2
votes

How does one use boost::spirit with an input that consists of something other than characters?

In my case, I have a std::vector< AbstractBaseClass> that I would like to treat as a token stream into my grammar, where each AbstractBaseClass is a token. Something like:

struct AbstractBaseClass
{
};

struct ConcreteClassA : public AbstractBaseClass
{
};

struct ConcreteClassB : public AbstractBaseClass
{
};


std::vector<AbstractBaseClass> stream;
std::vector<AbstractBaseClass>::iterator iter = stream.begin();
std::vector<AbstractBaseClass>::iterator end = stream.end();
bool r = boost::spirit::qi::parse( iter, end, TOKEN_ID_FOR_CONCRETE_CLASS_A >> TOKEN_ID_FOR_CONCRETE_CLASS_B >> TOKEN_ID_FOR_CONCRETE_CLASS_A );

What methods do I need to add to my classes / what would the token ID's look like to support this?

Presumably I need to provide something analagous to boost::spirit::lex::token_def<> and boost::spirit::lex::token<>.

I have looked into using these directly, but these two classes seem to assume that there is a raw character stream under the lexer token, which is not true in my case; I get the tokens directly.

Edit:

Well, I answered my own question. I'll leave this up in-case anybody else might find it useful. The basics are explained here. There are a handful of caveats.

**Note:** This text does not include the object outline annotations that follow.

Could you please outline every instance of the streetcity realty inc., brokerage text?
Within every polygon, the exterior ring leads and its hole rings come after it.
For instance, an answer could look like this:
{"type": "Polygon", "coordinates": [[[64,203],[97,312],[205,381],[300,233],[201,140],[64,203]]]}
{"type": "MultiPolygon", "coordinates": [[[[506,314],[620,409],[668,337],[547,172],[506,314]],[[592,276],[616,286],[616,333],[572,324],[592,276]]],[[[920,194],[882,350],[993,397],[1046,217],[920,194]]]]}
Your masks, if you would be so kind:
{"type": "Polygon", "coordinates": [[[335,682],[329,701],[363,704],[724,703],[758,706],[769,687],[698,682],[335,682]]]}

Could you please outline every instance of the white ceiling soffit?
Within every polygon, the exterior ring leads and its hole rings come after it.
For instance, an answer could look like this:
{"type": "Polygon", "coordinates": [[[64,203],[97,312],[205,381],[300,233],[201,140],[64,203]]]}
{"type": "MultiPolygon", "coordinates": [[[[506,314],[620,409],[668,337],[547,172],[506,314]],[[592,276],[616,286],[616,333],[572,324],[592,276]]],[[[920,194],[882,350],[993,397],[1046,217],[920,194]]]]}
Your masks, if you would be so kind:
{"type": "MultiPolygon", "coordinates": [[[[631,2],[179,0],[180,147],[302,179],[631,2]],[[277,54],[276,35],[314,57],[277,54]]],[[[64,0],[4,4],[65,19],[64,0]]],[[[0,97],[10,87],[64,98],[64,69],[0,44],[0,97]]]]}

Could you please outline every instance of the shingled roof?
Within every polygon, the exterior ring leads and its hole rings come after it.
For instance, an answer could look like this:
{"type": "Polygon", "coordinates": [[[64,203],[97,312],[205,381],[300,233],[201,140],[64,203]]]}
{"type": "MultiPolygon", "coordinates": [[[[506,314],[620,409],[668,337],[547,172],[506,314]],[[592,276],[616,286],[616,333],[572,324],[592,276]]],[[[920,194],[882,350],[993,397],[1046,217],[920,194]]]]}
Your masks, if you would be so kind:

  • My first attempt was to use boost::variant to describe my tokens. The parser requires that the tokens be convertable to bool. To solve this, I wrapped my boost::variant in boost::optional. Edit: Actually, it seems it's the debugging capability that imposes this requirement. My current solution adds a custom debug handler instead of the stock one that no longer checks if the value of the iterator is "true".
  • Similiarly, the operator<< must be defined, at least if you want debug output.
  • In the parse() method, you need to check if your iterator is not at the end before you dereference it.
  • If you have lots of token types you may need to increase the size of MPL vector and list as described here.
1
If you don't get an answer here try asking in the boost spirit mailing list. It's very active. lists.sourceforge.net/lists/listinfo/spirit-generalSmittii
Or may be if no one is giving you an answer here you should start questioning if using boost::spirit is really a good idea.6502

1 Answers

1
votes

Your self-answer seems to address a similar, but different question:

  • How can I create a parser class that consumes non-char elements

However, your original question was more along the lines of 'How can I use spirit parsers with a non-char tokenstream'?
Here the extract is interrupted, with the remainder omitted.